Beer league hockey player sentenced to jail time for vicious slash

Beer leagues are a way for adult men and women to get together in a controlled environment, suit up and live out their inner desire to play sports.

While the designation of a beer league infers that there’s a laid back atmosphere, there are always a few players that go too far and can’t walk the fine line between fun and inappropriate competitiveness.

This is especially the case in beer league hockey. We’re not talking about softball, here.

As you know, hockey itself can be a brutal sport and NHL players are some of the biggest badasses in the world of sports, often times sacrificing their faces and bodies to step in front of 100 mile-per-hour slap shots, dropping gloves to honor their teammates with on-ice fights and crushing each other with bone-crunching hits into the boards and in open ice.

While checking or any physical contact is usually banned in beer leagues, sometimes things can get out of hand. That’s what happened in the video below. Keep an eye on the goalie.

As you can clearly see, the goaltender, Todd Ball, clearly slashed the opposing player across the face in the 3-on-3 tournament that was held in Fort Erie, Ontario last summer. The play was completely unwarranted and was incredibly dangerous.

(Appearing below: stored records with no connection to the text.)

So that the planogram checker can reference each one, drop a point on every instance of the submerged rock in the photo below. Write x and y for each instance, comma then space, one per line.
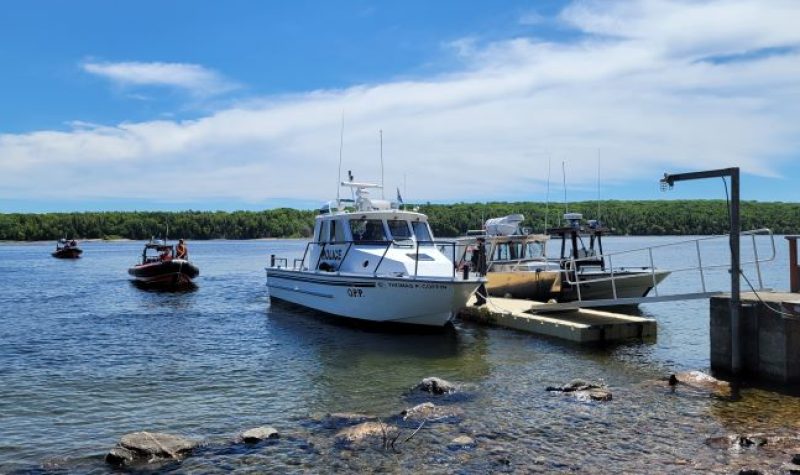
430, 412
699, 381
336, 420
365, 430
735, 442
584, 390
257, 434
791, 468
575, 385
436, 385
462, 442
119, 456
149, 447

According to Pete Blackburn of Fox Sports, the recipient of the vicious hit, 27-year-old Ryan Cox, suffered a concussion, broken nose and fractured orbital bone as a result. He also needed six plates in his face and underwent facial reconstruction surgery and is not yet done dealing with the lingering effects of the injuries. 

The act was also criminal. Ball received 30 days in jail as a punishment for the assault, but Cox isn’t satisfied.

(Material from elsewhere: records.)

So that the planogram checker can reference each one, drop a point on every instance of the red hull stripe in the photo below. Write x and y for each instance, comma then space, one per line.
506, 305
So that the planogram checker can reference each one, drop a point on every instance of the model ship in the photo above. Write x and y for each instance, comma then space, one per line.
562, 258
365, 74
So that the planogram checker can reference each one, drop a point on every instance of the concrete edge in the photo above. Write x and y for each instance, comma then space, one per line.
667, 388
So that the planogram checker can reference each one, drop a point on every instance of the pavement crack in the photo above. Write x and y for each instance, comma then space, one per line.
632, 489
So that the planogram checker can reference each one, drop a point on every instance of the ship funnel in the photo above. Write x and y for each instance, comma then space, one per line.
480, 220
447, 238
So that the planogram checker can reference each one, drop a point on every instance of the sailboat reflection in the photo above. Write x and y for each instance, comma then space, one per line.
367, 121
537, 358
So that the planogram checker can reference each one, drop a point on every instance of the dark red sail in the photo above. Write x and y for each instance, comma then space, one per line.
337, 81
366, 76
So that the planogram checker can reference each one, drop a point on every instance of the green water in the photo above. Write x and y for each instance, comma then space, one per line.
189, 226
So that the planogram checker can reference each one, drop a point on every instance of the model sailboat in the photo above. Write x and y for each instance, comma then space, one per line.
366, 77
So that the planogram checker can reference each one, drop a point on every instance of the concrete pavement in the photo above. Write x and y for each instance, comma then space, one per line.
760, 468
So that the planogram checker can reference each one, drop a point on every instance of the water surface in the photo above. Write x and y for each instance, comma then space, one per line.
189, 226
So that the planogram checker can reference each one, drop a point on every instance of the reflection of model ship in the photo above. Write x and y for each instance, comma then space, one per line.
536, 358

“He only got 30 days for breaking someone’s face. My life has never been the same,” Cox told the St. Catharines Standard. “I can’t feel my face. It is numb. I get bad headaches. It is hard for me to sleep. I’ve had facial surgeries and reconstructions. The sentence was too lenient. It’s an injustice. It’s ridiculous.”

The offender also got off easy in how he will serve his jail time. According to Blackburn, Ball will serve his sentence in prison intermittently on weekends and will also serve one year of probation.

While sports can be a vehicle to expel pent-up anger in positive ways, sometimes athletes cross the line, even in a beer league setting. This was one of those times.